The year 2020 was a catastrophic year for humanity. Pneumonia of unknown aetiology was first reported in December 2019., since then, COVID-19 spread to the whole world and became a global pandemic. More than 200 countries were affected due to pandemic and many countries were trying to save precious lives of their people by imposing travel restrictions, quarantines, social distances, event postponements and lockdowns to prevent the spread of the virus. However, due to lackadaisical attitude, efforts attempted by the governments were jeopardised, thus, predisposing to the wide spread of virus and lost of lives.
To create a prediction number of new positive Covid-19 cases every day given trained with 679 days dataset.
Credit datasource from :
Data is loaded as 'df' in this model.
a. There are 30 columns in this data namely with 679 dataset made available:
['date', 'cases_new', 'cases_import', 'cases_recovered', 'cases_active', 'cases_cluster', 'cases_unvax', 'cases_pvax', 'cases_fvax', 'cases_boost', 'cases_child', 'cases_adolescent', 'cases_adult', 'cases_elderly', 'cases_0_4', 'cases_5_11', 'cases_12_17', 'cases_18_29', 'cases_30_39', 'cases_40_49', 'cases_50_59', 'cases_60_69', 'cases_70_79', 'cases_80', 'cluster_import', 'cluster_religious', 'cluster_community', 'cluster_highRisk', 'cluster_education', 'cluster_detentionCentre', 'cluster_workplace']
b. Plot graphs
Visualisation for 'cases_new', 'cases_import', 'cases_recovered', 'cases_active' with graph plot
Visualisation on daily new cases graph
c. Check for missing datas/NaN values
There are 12 NaN values from 'cases_new' and 342 missing datas from cluster_import ,cluster_religious, cluster_community , cluster_education ,cluster_detentionCentre , cluster_workplace
d. No duplicated data is present in this dataset
e. Check for outliers using boxplot
Cases_new has shown a peak in values and causing outliers in this dataset, however the data remains during this model creation
a. Interpolate data to fill in NaN values
Cases_new data shows a degree 2 wave graph hence polynomial degree 2 is used to interpolate
df['cases_new'].interpolate(method='polynomial', order=2, inplace=True)
cases_new will be the selected features data for this model
Min Max Scaling is used set a visualized range for output. By using window size = 30, every 30 days training will train the model for day 31st output.
Training moodel is created using simple LSTM layer, single Input layer, single Output layer, and activation function = Relu.
model = Sequential()
model.add(Input(shape=(nb_features,1))) #(30,1)
model.add(LSTM(num_node))
model.add(Dropout(drop_rate))
model.add(Dense(output_node,activation='relu'))
model.summary()
Show model architecture
plot_model(model,show_layer_names=(True), show_shapes=(True))
a.

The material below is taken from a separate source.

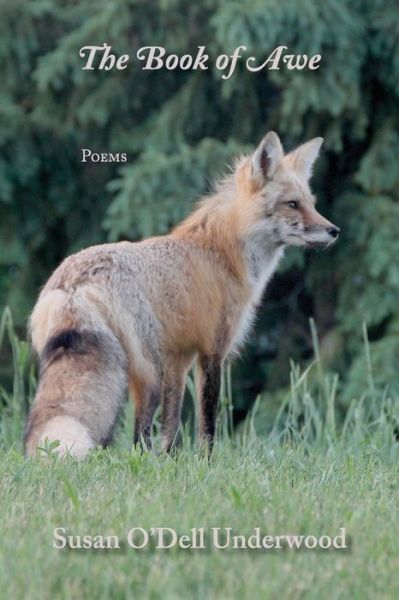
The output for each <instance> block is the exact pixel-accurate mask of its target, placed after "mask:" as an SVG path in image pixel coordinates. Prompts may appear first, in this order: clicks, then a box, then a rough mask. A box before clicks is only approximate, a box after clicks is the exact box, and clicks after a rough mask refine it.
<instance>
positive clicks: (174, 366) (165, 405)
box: [161, 355, 192, 452]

Compile model
Model is compiled using optimizer 'adam', loss = 'mse', and metrics = 'mape'
b. Callbacks
Tensorboard_callback is used and shown graph using log directory.
c. Fit the model created
Setting epochs = 300 and number nodes = 64, the data is set into fit and training into a new model.
d. Evaluate model loss and mape in graph plot
Model Loss graph
Model MAPE graph
Tensorboard Loss graph
Tensorboard MAPE graph
By using test set data, data is loaded as 'test_df'
Model is evaluated by using model.predict
Finally, Save Model path and scaler model pickle path
The MAPE value achieved is 0.11 which is high in performance.

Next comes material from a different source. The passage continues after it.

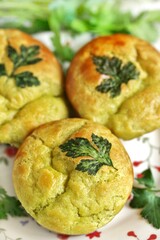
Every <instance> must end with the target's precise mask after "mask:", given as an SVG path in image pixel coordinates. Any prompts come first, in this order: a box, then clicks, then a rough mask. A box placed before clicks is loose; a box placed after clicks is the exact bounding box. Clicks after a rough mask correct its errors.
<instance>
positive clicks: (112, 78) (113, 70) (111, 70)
mask: <svg viewBox="0 0 160 240" xmlns="http://www.w3.org/2000/svg"><path fill="white" fill-rule="evenodd" d="M92 60H93V63H94V64H95V65H96V70H97V72H99V73H100V74H104V75H106V76H107V77H106V78H105V79H103V80H102V82H101V83H100V85H98V86H96V90H97V91H99V92H101V93H108V92H110V96H111V97H112V98H114V97H116V96H118V95H119V94H120V92H121V85H122V83H125V84H127V83H128V81H129V80H131V79H132V80H133V79H137V78H138V76H139V72H138V71H137V69H136V67H135V65H134V64H133V63H132V62H127V63H126V64H123V62H122V60H121V59H119V58H118V57H108V56H95V55H94V56H92Z"/></svg>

A simple LSTM, Dense, and Dropout layers is implemented in this model.
The MAPE loss can be further reduced in the future with some suggested approach:
# 1) Increasing number of samples in the dataset
# 2) Increasing the number of epochs
# 3) Introduce different model architectures
#A simple Long Short-Term Memory (LSTM) model is implemented with with an input layer, a single hidden (LSTM) layer, and an output layer that is used to make a prediction. The input layer has neurons equal to 30 sequence steps (for 30 days COVID-19 data points).
The hidden layer is an LSTM layer with 64 hidden units (neurons) and a rectified linear unit (ReLU) as an activation function. The output layer had a dense layer with 1 unit for predicting the output. Moreover, we have set 300 as the number of epochs, Adam as the optimizer, and the mape as the loss function.
After that, we fit the model with prepared data to make a prediction. The obtained results may vary given the stochastic nature of the LSTM model; therefore, we have run it several times.
Finally, we enter the last sequence with output to forecast the next value in the series.